There are a few conditions necessary to tear a hole in the ozone layer. Among them are chlorofluorocarbons (CFCs), manufactured chemicals that have been phased out of consumer products after they were banned in 1996, and halons, formerly found in fire extinguishers, which accumulate in the atmosphere after they're emitted during human activity.
These chemicals can remain in the atmosphere between 50 and 100 years. Because of their longevity, the ozone layer isn't expected to fully heal until the end of the 21st century, according to the Environmental Protection Agency.
How ozone holes form
When the Antarctic is cloaked in below-freezing darkness, polar vortexes can form -- those are swirls of stratospheric clouds that facilitate the reactions between CFCs and the ozone layer (holes typically form when the weather is -108.4 degrees Fahrenheit).
When conditions are right, and the first sunlight after winter arrives, the ozone breaks the CFC bond to release a chlorine atom, which can poke a hole in the ozone layer, according to NASA Ozone Watch.

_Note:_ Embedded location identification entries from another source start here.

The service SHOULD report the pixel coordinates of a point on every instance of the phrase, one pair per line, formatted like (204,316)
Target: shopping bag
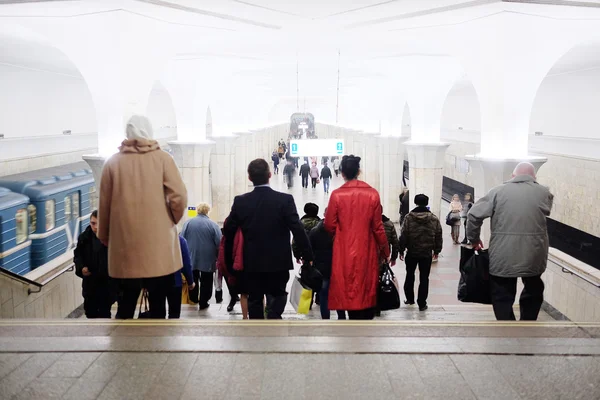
(300,297)
(311,277)
(474,283)
(185,293)
(388,296)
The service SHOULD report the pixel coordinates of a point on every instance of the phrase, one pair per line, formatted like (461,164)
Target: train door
(72,213)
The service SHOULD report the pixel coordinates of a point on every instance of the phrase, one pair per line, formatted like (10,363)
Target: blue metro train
(42,214)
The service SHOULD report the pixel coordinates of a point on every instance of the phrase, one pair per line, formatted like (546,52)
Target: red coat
(354,217)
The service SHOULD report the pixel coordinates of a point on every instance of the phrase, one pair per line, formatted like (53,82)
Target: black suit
(266,218)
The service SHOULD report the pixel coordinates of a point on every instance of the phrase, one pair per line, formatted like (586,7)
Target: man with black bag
(519,241)
(422,237)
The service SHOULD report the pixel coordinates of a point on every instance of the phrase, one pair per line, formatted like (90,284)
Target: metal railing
(37,286)
(565,268)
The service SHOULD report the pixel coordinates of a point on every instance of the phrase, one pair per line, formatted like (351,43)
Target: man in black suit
(266,218)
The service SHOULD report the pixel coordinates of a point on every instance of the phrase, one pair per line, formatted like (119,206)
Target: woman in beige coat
(142,198)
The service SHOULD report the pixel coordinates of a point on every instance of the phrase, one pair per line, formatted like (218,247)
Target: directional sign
(317,147)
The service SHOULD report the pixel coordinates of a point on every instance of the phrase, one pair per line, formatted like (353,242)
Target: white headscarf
(139,127)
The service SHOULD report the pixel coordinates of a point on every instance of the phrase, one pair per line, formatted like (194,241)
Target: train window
(32,211)
(67,208)
(21,220)
(75,206)
(93,198)
(50,221)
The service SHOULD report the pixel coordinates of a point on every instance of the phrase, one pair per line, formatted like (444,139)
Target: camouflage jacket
(421,234)
(309,223)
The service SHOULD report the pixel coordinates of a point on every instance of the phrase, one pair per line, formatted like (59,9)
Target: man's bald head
(524,168)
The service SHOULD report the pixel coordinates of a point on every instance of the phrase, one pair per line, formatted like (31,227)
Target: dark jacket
(390,232)
(421,234)
(304,170)
(322,244)
(309,223)
(91,253)
(187,265)
(288,170)
(266,218)
(326,173)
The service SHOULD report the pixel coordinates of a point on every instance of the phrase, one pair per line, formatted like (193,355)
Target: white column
(193,160)
(426,171)
(120,55)
(507,60)
(222,163)
(391,162)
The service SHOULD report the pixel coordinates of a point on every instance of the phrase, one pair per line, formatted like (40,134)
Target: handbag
(300,297)
(474,282)
(144,302)
(388,295)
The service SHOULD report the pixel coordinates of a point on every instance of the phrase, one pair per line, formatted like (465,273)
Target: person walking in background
(174,295)
(326,177)
(467,204)
(422,238)
(304,172)
(266,218)
(354,218)
(404,205)
(141,180)
(336,166)
(314,174)
(322,245)
(91,264)
(289,172)
(519,241)
(455,217)
(309,221)
(275,159)
(203,237)
(392,236)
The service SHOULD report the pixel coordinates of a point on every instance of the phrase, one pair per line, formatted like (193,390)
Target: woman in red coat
(354,217)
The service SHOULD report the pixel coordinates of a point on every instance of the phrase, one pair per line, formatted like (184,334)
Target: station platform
(143,359)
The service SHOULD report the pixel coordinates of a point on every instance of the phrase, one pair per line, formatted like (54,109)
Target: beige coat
(142,198)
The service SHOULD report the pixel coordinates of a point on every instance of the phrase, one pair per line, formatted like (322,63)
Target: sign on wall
(317,147)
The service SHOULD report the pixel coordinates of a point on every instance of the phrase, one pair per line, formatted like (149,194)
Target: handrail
(568,270)
(16,277)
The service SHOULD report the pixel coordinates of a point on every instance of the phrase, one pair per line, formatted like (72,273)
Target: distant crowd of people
(120,254)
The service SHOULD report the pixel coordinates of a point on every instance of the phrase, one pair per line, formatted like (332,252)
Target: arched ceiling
(273,44)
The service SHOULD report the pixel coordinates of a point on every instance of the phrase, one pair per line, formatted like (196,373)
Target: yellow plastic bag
(300,297)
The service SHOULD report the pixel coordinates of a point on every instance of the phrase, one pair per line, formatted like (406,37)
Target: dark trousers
(174,301)
(424,265)
(368,313)
(206,284)
(504,292)
(269,284)
(305,181)
(158,289)
(98,298)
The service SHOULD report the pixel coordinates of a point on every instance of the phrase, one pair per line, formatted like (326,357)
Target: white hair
(139,127)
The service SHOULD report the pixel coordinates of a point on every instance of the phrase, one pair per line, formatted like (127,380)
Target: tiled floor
(295,376)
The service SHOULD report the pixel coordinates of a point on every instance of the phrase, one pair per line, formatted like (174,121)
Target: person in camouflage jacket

It's much rarer for ozone holes to form in the Arctic, where the mountainous terrain at high altitudes makes it difficult for polar vortexes to form and sustain their power, Peuch said.

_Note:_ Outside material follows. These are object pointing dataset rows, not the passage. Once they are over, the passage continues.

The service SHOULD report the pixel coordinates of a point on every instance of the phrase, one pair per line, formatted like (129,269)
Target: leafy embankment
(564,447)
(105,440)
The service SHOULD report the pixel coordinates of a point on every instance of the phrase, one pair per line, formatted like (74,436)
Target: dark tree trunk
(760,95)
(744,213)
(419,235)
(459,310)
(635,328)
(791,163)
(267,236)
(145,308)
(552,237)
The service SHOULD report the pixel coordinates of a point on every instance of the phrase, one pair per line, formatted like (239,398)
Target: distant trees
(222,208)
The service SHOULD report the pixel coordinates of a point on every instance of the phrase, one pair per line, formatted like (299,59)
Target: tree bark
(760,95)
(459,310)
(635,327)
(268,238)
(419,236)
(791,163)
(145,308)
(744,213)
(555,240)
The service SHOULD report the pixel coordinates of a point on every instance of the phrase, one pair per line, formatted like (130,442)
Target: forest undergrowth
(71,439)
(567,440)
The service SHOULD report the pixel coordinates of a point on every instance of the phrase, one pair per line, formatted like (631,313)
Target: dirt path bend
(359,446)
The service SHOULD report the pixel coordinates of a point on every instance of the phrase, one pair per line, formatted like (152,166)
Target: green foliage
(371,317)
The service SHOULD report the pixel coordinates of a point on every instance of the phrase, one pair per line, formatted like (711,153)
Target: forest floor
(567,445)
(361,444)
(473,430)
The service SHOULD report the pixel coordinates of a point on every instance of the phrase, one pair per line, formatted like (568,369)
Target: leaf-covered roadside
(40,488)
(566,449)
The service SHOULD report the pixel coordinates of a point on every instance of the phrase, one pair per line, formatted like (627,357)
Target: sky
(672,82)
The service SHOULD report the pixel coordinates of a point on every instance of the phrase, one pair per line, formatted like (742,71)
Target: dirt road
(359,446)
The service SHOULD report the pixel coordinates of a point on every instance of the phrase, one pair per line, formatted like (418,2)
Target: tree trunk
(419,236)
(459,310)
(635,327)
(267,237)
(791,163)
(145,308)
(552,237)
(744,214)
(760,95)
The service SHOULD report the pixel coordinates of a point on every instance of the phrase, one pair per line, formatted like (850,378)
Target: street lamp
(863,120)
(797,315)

But the existence of this record-breaking hole means that conditions must have been right in the Arctic. Peuch said it's still not clear why this hole formed, though.
What the record-breaking hole means
The level of ozone fell steeply in the affected area throughout February and March, Peuch said.

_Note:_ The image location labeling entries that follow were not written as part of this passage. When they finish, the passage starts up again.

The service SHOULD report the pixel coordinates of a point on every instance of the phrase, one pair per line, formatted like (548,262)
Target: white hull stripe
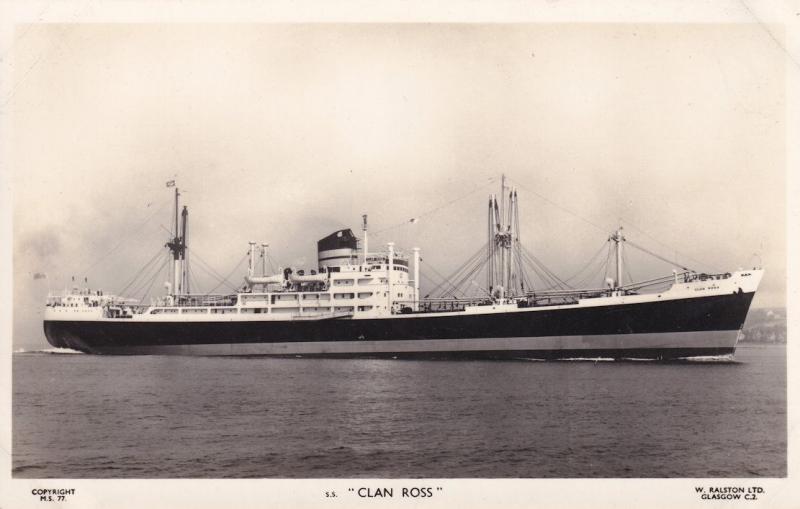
(666,340)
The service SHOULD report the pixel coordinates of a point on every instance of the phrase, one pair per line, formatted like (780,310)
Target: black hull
(649,320)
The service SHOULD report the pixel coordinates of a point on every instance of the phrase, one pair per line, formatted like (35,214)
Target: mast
(416,279)
(177,245)
(264,247)
(618,239)
(364,229)
(389,274)
(184,265)
(251,265)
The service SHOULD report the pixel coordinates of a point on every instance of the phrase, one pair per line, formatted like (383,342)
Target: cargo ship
(357,302)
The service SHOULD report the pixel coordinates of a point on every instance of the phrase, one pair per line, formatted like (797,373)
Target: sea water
(85,416)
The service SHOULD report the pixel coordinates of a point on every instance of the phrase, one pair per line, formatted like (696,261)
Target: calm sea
(82,416)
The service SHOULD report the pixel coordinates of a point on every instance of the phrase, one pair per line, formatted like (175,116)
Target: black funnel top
(343,239)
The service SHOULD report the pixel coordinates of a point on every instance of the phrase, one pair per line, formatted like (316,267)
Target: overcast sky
(284,133)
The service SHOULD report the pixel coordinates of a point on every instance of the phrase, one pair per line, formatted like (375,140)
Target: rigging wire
(211,271)
(136,230)
(229,275)
(153,280)
(591,261)
(600,228)
(663,259)
(145,267)
(142,283)
(437,208)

As a result, the UV radiation that has made it to the Earth's surface is slightly higher than usual. But because the hole occurred in the winter into early spring, the UV index reached a high of 5, which is unusually high for this region but fairly normal for much of the United States, which hovers around an index of 5 or 6, according to the EPA's monthly UV averages.
This hole doesn't pose a huge deal for humans, though, Peuch said. Because the UV radiation is mostly affecting northern Greenland, which he said is sparsely populated, and the exposure won't last long, the effects of this ozone hole are minor.
One area that is of concern, he said, is how this could affect ecosystems in the area.
"That I cannot tell, but for human health, it's fairly moderate," he said.